Are Lithium Iron Phosphate Batteries Safe?
The answer is safety. Lithium iron phosphate is currently the safest cathode material for lithium-ion batteries. It does not contain any heavy metal elements that are harmful to the human body. The oxygen in its olivine structure is difficult to precipitate, which improves the stability of the material. Next, we describe the safety of lithium iron phosphate batteries from three aspects: material/structural stability, production process, and charge-discharge characteristics.
- Materials of lithium iron phosphate battery
Lithium iron phosphate is the safest cathode material for lithium-ion batteries at present. It does not contain any heavy metal elements that are harmful to the human body. It is difficult to precipitate oxygen in its olivine structure, which improves the stability of the material.

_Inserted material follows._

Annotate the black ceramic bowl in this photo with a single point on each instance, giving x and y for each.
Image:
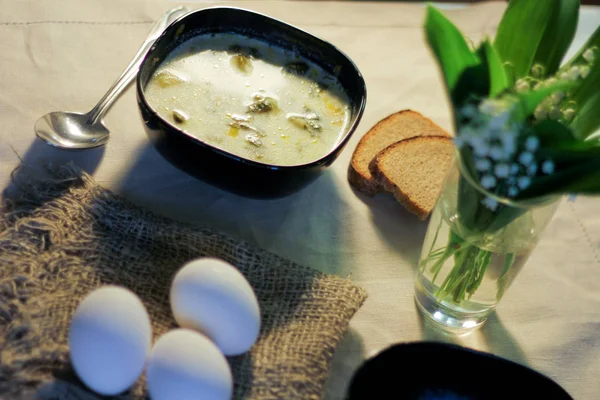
(436, 371)
(216, 166)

- The production process of lithium iron phosphate battery
The production process of lithium iron phosphate battery is roughly the same as that of other lithium battery varieties. Its core processes are: batching, coating, rolling, filming, and winding.
In the batching process, the conductivity of lithium iron phosphate materials is relatively poor. Therefore, the particles are generally made smaller. The objective effect of this is that the internal arrangement is more uniform, which promotes the formation of a balanced voltage platform and can maintain the battery during operation. Status is stable.
- Charge and discharge characteristics of lithium iron phosphate battery
Charging and discharging are the two basic working states of C-rate lithium battery. When the lithium iron phosphate battery is charged and discharged, due to the weak oxidation ability of iron ions, it will not release oxygen, so it is naturally difficult to have a redox reaction with the electrolyte, which makes lithium iron phosphate The battery charging and discharging process is in a safe environment.
Not only that, it is difficult for lithium iron phosphate batteries to undergo severe redox reactions during high-rate discharge or even overcharge and discharge.
At the same time, after the lithium is deintercalated, the lattice change makes the final volume of the unit cell (the smallest constituent unit of the crystal) shrink, which just offsets the increased volume of the carbon anode during the reaction.
Therefore, the lithium iron phosphate battery can maintain the stability of the physical structure during charging and discharging, and eliminates the hidden danger of the battery bursting phenomenon caused by the increase in volume.
The safety of the battery is explained by taking a single cell as an example for the sake of convenience. When put into use, the lithium iron phosphate battery needs to provide the rated voltage and capacity suitable for electrical appliances.
At this time, it is necessary to carry out the lithium iron phosphate battery matching work, that is, the single lithium iron phosphate battery is equipped with a series/parallel/series-parallel method into a usable lithium battery pack. The most important thing for this matching work is that each Consistency of single cells.
Usually, it also has a balanced management system, which ensures the safety of the use of lithium batteries through the control of key parameters, which is a common feature of all kinds of lithium battery packs.